# **Project: Predicting the Condition of Water Wells in Tanzania**

## 1. Business Understanding

### Background:

  Access to clean and functional water is a critical challenge in Tanzania, where over 57 million people depend on water wells.Ensuring water wells remain functional can significantly improve the quality of life, reduce waterborne diseases, and support local economies.
  However, many wells fall into disrepair or become non-functional due to preventable issues. With over 50,000 recorded wells, the ability to predict well functionality can help optimize resource allocation for maintenance and repairs.

### Problem Statement:

  NGOs and government bodies currently rely on limited, manual assessments to determine well conditions.

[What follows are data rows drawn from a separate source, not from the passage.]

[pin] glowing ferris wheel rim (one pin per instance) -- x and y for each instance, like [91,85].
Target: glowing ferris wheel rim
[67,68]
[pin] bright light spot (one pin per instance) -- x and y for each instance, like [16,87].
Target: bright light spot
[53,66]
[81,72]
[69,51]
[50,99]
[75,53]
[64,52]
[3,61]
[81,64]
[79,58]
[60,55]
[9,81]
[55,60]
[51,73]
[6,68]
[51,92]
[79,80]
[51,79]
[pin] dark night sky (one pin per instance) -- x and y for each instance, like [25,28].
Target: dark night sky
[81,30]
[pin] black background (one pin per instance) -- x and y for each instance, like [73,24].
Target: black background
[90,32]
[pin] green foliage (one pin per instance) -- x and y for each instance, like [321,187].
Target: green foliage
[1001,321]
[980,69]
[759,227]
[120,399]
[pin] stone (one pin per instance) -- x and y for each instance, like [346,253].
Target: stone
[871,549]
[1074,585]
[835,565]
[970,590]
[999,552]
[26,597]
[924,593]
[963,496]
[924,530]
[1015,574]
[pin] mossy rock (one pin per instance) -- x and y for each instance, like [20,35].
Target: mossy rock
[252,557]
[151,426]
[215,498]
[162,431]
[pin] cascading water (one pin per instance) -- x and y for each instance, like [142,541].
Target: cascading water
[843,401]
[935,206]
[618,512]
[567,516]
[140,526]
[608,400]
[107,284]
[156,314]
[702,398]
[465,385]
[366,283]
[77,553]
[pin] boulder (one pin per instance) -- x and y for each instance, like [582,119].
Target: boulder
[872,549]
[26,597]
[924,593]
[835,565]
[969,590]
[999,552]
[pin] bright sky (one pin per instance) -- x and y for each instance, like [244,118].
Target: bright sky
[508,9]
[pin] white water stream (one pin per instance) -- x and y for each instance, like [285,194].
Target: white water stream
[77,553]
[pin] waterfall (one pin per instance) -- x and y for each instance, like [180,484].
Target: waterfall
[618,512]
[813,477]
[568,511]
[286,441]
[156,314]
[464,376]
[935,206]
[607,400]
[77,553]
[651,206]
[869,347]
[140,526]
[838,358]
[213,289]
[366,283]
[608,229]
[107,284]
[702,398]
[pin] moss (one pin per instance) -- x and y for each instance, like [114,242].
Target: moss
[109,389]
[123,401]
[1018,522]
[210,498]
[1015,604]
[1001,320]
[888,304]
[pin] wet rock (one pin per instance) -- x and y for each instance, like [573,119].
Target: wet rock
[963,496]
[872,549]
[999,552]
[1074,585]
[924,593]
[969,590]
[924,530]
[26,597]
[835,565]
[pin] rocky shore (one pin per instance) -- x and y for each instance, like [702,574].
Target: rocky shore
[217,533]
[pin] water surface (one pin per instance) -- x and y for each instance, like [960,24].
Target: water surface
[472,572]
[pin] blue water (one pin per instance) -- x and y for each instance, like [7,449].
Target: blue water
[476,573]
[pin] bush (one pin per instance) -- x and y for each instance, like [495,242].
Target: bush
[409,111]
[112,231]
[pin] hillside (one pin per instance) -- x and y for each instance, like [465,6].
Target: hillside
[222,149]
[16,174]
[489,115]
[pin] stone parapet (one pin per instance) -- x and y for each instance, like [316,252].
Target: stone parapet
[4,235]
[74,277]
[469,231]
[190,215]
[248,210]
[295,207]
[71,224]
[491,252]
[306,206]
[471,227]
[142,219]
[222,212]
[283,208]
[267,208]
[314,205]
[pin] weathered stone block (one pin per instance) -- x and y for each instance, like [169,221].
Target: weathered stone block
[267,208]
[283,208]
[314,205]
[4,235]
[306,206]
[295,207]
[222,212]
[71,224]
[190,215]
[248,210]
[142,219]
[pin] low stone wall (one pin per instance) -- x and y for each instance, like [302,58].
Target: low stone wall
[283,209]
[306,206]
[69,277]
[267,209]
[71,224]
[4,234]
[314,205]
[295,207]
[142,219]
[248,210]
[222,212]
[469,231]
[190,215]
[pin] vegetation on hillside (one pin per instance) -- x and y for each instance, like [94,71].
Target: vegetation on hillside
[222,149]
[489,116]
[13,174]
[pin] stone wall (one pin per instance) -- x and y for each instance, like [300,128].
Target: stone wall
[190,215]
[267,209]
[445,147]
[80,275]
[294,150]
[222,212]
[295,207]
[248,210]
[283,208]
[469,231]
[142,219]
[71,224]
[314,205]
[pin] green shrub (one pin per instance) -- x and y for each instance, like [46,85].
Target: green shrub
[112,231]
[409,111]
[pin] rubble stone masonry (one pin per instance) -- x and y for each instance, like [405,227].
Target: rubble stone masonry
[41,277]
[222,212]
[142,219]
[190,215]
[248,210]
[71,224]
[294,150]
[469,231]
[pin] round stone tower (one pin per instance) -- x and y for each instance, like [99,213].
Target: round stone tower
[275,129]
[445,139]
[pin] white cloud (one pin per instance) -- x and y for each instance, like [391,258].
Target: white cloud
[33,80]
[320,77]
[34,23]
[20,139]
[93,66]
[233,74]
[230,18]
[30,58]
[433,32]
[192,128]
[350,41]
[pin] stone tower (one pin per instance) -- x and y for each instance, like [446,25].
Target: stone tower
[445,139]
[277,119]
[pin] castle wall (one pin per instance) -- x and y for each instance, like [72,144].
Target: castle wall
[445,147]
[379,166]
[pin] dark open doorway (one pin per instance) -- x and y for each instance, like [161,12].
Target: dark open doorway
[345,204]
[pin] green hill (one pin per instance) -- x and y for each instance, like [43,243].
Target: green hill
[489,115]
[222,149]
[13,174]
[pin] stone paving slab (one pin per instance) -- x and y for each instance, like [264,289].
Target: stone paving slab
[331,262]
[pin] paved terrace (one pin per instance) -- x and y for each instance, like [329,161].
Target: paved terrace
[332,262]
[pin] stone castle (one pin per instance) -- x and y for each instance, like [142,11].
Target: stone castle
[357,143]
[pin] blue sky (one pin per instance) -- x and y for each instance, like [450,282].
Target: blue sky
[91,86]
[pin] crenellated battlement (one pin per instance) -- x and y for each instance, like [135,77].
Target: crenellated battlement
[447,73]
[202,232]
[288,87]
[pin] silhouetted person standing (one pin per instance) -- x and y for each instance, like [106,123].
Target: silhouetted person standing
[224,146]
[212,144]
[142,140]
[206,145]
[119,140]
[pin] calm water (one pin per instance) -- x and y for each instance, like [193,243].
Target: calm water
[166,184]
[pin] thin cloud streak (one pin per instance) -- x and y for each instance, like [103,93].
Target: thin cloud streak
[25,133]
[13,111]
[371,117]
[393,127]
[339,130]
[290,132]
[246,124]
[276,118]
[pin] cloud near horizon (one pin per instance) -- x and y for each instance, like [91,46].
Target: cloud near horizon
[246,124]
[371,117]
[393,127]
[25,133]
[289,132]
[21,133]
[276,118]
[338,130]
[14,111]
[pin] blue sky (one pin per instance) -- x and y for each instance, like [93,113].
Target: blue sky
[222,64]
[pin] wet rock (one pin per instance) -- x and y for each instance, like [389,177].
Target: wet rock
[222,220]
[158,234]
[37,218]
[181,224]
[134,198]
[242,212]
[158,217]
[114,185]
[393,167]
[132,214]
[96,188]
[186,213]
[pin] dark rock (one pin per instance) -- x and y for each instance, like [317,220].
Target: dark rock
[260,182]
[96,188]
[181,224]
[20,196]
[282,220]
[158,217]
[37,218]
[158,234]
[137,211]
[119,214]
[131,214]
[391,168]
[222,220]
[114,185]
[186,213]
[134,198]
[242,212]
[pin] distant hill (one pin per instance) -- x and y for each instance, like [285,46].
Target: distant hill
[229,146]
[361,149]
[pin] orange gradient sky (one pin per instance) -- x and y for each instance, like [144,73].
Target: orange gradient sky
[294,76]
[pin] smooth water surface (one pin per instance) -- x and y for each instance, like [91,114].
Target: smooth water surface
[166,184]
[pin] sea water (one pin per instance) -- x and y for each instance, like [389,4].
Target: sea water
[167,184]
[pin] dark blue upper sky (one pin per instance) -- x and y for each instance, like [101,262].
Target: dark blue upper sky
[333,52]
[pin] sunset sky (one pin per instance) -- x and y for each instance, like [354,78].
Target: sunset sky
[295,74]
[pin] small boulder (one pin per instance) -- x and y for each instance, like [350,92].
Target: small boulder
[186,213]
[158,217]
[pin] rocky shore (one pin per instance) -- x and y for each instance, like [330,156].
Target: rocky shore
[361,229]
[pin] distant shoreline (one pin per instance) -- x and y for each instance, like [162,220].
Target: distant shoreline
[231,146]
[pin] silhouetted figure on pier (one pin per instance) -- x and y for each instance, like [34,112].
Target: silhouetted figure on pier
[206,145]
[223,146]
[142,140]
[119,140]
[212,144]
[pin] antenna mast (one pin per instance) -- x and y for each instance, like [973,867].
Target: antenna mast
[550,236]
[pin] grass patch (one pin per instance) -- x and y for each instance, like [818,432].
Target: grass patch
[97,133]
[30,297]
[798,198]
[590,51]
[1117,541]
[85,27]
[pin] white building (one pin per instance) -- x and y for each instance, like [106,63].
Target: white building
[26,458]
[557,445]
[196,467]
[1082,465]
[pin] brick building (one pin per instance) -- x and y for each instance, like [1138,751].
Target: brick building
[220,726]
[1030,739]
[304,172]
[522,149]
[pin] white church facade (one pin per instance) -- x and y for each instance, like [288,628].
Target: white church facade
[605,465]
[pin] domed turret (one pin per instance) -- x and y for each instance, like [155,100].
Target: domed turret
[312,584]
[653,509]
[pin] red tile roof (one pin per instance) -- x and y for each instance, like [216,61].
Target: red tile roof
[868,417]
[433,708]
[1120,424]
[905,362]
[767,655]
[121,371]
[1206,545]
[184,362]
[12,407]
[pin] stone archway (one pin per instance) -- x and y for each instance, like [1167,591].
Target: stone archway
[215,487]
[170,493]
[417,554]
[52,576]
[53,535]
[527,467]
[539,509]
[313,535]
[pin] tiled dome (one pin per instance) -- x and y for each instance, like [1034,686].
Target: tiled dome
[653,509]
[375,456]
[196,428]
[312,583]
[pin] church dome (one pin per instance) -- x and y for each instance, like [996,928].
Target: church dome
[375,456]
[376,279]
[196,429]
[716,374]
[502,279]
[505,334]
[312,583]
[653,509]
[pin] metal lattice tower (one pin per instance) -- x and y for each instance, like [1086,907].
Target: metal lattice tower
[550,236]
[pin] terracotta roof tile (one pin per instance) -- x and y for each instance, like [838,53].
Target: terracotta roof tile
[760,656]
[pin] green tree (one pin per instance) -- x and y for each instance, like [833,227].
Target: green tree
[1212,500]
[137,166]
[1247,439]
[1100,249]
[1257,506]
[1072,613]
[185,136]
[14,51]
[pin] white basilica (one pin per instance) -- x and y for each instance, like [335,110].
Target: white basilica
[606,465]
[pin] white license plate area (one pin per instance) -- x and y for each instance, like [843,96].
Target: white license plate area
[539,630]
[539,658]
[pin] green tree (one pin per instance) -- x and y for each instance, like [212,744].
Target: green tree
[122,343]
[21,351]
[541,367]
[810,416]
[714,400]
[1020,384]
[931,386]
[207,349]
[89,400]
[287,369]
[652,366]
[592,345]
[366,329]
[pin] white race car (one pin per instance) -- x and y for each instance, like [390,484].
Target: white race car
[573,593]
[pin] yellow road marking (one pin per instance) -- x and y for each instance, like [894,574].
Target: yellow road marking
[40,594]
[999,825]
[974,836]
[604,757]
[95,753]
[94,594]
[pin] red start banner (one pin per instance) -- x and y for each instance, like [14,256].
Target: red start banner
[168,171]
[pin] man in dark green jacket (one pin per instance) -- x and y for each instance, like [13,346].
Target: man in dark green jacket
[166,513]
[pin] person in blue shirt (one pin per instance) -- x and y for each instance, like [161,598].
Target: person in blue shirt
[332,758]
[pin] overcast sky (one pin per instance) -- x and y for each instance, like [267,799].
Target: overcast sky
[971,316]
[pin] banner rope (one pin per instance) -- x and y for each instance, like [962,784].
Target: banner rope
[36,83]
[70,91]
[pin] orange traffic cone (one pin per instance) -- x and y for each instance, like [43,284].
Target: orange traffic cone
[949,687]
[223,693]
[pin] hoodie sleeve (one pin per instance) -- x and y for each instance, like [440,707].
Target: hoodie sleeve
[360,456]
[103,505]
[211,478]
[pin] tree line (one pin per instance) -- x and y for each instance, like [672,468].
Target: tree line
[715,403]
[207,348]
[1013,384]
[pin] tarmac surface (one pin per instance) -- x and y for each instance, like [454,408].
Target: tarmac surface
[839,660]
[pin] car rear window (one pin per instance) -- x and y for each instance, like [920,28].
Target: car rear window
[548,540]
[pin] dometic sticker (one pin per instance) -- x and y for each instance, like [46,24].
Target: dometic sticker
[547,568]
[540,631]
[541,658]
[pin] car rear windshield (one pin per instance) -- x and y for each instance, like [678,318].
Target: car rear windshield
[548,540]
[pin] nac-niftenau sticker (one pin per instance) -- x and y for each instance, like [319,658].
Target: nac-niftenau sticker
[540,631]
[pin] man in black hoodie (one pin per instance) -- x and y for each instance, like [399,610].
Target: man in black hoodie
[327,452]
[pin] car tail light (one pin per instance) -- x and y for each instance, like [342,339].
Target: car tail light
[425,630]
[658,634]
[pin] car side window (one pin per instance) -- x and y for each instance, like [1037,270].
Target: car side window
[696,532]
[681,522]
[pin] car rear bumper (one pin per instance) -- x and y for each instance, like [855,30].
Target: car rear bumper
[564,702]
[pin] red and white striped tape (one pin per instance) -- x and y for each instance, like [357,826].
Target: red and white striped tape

This approach
 is time-consuming and prone to inefficiencies. A predictive model could provide an automated, data-driven solution,
 enabling stakeholders to prioritize interventions effectively.

### Objectives:

 1. Develop a classification model to predict whether a water well is Functional, Needs Repair, or Non-functional.
 2. Identify the key factors contributing to well condition and recommend actionable strategies to improve well functionality.
 3. Compare multiple machine learning models (Logistic Regression, Decision Tree, and Random Forest) to determine the best-performing algorithm.
 4. Deliver insights to stakeholders, including feature importance and predictions, to inform policy and maintenance strategies.

### Audience:
This project targets:
  - NGOs focused on water access and sustainable development.
  - The Tanzanian government, seeking to improve public infrastructure and water security.
  - Data scientists interested in real-world applications of classification models for social impact.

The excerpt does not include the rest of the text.